How long can a particle survive inside of the horizon of a black hole? By examining the causal structure of a Schwarzschild black hole, one can see that a particle in region II is unable to escape to $r=\infty$. 

Such diagrams do not show, however, how long a particle can survive inside of region II without hitting the singularity. Can a particle survive indefinitely inside of the black hole? If not, is there a maximum life span of a particle inside the horizon?
 A: The previous answers are correct in that (in geometric units) it takes maximum proper time $\pi M$ to fall from the event horizon to the singularity. While it has been pointed out that the simplest argument for this via use of the geodesic equation is not appropriate, we can alternately show that $\left\lvert\frac{\text{d}r}{\text{d}\tau}\right\rvert \geq \sqrt{\frac{r_S}{r}-1}$ (in Schwarzschild coordinates) purely by requiring that the particle's trajectory be timelike. For infalling particles, we can integrate and thereby show that the maximal lifetime of any particle entering the event horizon is $\frac{r_S}{2} = \pi M$. This avoids the problem with the justification given in some previous answers by not appealing at all to the geodesic equation (this argument appears as an exercise in Carroll's textbook).
This then agrees with the naive answer via using the geodesic equation for a particle at rest to start at the event horizon, and can be viewed as a derivation of the fact that starting at rest and free-falling maximizes a particle's lifetime. This is not in disagreement with the paper cited above - towards the end, after a quote demonstrating the misconception that attempting to accelerate away after falling into the event horizon would inevitably shorten your lifespan, the paper says:
"The results of this study show that this clearly is not the case; anyone who falls through the event horizon should fire their rockets to maximize the time they have left before impacting the central singularity. In dropping from rest at the event horizon, the firing of a rocket does not extend the time left, it only diminishes it."
A: The references I looked at were Misner and Lewis. Neither of them actually seems to supply a definitive answer to this question, since they both assume purely radial motion. Maybe there is some simple argument to show that purely radial motion is the best case, but I haven't seen one.
We also have to be careful because people talk about the proper time $\tau=\pi M$ (in geometrized units) as a best case, but in fact it seems to be more like an upper bound, at least for geodesic motion starting from "rest," i.e., zero velocity in Schwarzschild coordinates. If you start from rest at $r=R$, then MTW show that the proper time from there to $r=0$ (not from horizon to singularity) is $\tau=(\pi/2)R(R/2M)^{1/2}$. But a massive object can't be at rest at or inside the horizon, so $R\le 2M$ isn't possible, and we can only talk about $R=2M$ as a limiting case.
So in actual cases of interest, the observer can't be at coordinate rest as they pass through the horizon, and therefore they will always pop through with some finite speed. Once inside the horizon, Lewis shows that it's a good strategy to blast the engines as hard as possible, for a brief time, so as to match up with the trajectory corresponding to the free-falling-from-$2M$ idealized case.
So contrary to what a lot of people seem to believe:


*

*It is never optimal not to use your engines.

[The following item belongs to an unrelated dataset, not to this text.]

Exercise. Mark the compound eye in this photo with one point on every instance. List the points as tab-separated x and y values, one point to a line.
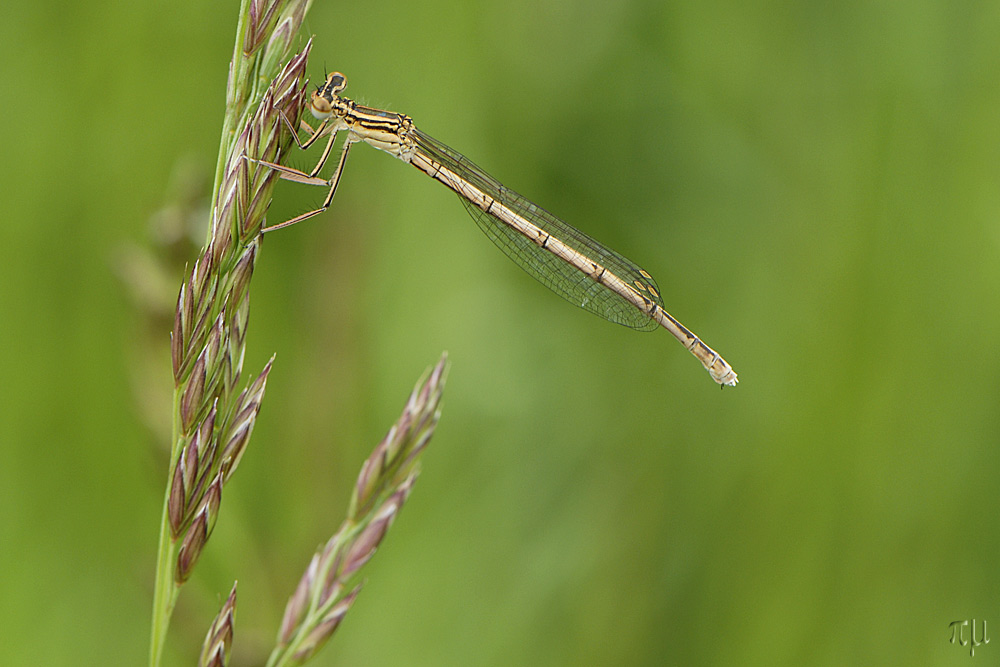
320	107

*I'm not aware of any proof that $\tau=\pi R$ is either attainable or (if nonradial motion is allowed) optimal.
References
Misner, Thorne, and Wheeler, Gravitation, p. 663
Lewis and Kwan, "No Way Back: Maximizing survival time below the Schwarzschild event horizon," https://arxiv.org/abs/0705.1029.pdf
A: It turns out, weirdly enough, to be basically $\pi$ geometric time units (normalized to the mass of the hole). I think this is demonstrated in MTW. That's if you don't try to fight your way out and just fall. Attempting to accelerate away from the singularity actually shortens your time.
A: A geodesic is the maximal path in spacetime. If you attempt to accelerate in any direction inside a black hole the very fact you would be on a nongeodesic path means the path length in spacetime is shorter. The path length is equivalent to the proper time along the path.  
The longest proper time of any observer in a black hole is as AGML says.  It is $\pi$ times the time equivalent for the mass of the black hole or $\pi GM/c^3$.